Explain Codes LogoExplain Codes Logo

Distinct ON in an aggregate function in postgres

sql
prompt-engineering
join
lateral-subqueries
Alex KataevbyAlex Kataev·Sep 26, 2024
TLDR

Implement DISTINCT ON in a subquery or Common Table Expression (CTE):

WITH DistinctRows AS ( SELECT DISTINCT ON (column_A) * FROM your_table ORDER BY column_A, column_B ) SELECT SUM(column_C) FROM DistinctRows;

This WITH statement grabs only distinct "column_A" values in "your_table". The SUM(column_C) will then add up all the distinct entries.

Dealing with multiple rows (AKA herding cats)

Ever tried to take a selfie with more than one cat? Same problem when dealing with multiple rows. We need to make every row sit nice and unique, but still group together. For such "herding cats" tasks, use LATERAL subqueries. Here's how you'd do it:

SELECT p.photo_id, COALESCE(tag_agg.tags, '[]') as tags, COALESCE(comment_agg.comments, '[]') as comments FROM photos p LEFT JOIN LATERAL ( /* Make the tags sit nice, right here */ SELECT JSON_AGG(DISTINCT t.name) as tags FROM tags t WHERE p.photo_id = t.photo_id ) tag_agg ON TRUE LEFT JOIN LATERAL ( /* Make the comments join the fun */ SELECT JSON_AGG(DISTINCT c.text) as comments FROM comments c WHERE p.photo_id = c.photo_id ) comment_agg ON TRUE;

The LATERAL keyword gives you the ability to make subqueries reference the main query, a tool as helpful as catnip in a selfie session!

One marble per bucket (Visualisation not for cats)

Let's visualize columns as buckets and rows as marbles:

Buckets (⚙️): [Brand, Year, Model] Marbles (🔵): [Different Car Instances]

We're after only ONE marble per Brand (the Newest Model).

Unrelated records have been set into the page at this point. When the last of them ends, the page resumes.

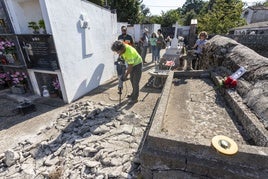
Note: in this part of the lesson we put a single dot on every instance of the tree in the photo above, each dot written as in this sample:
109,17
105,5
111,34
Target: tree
224,15
192,5
127,10
99,2
169,18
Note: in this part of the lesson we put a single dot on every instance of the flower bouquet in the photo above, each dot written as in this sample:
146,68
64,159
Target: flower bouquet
19,80
56,85
7,47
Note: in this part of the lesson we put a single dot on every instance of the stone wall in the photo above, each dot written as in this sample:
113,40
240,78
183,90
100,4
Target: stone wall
253,85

We can use DISTINCT ON with MAX(Model):

SELECT DISTINCT ON (Brand) Brand, Year, MAX(Model) FROM Cars GROUP BY Brand, Year;

Outcome:

🏆 Brand Bucket: [...Newest Model per Brand]

The DISTINCT ON clause nabs the first row for each group based off the specified ordering (MAX(Model) in our case). It's similar to picking the prettiest marble from each bucket. (And no, cat, you can't play with the marbles).

Refined JSON responses (Hold the cat hair)

Some cats like their dishes served in a particular way (just ask Garfield!). json_build_object lets you custom-create JSON objects with a fine touch:

SELECT photo_id, COALESCE(json_agg(DISTINCT tag.tag_name), '[]') AS tags, COALESCE( (SELECT json_agg(DISTINCT comment) FROM ( SELECT comment_id, text FROM comments WHERE photo_id = p.photo_id ) comment ), '[]' ) AS comments FROM photos p LEFT JOIN tags t USING (photo_id) GROUP BY photo_id;

This serves up a custom JSON object that would make even a finicky cat purr. Remember: COALESCE keeps things neat and tidy by swapping null arrays with empty arrays.

Troubleshooting like a boss-cat: Avoid common hairballs

  • Avoid duplicates: Ensure all distinct fields are in your GROUP BY clause.
  • Code grooming: Use CTEs for better readability.
  • Performance tuning: Balance complexity with indexing and execution plan considerations.
  • Null avoidance: Treat nulls with COALESCE to handle nulls in JSON arrays.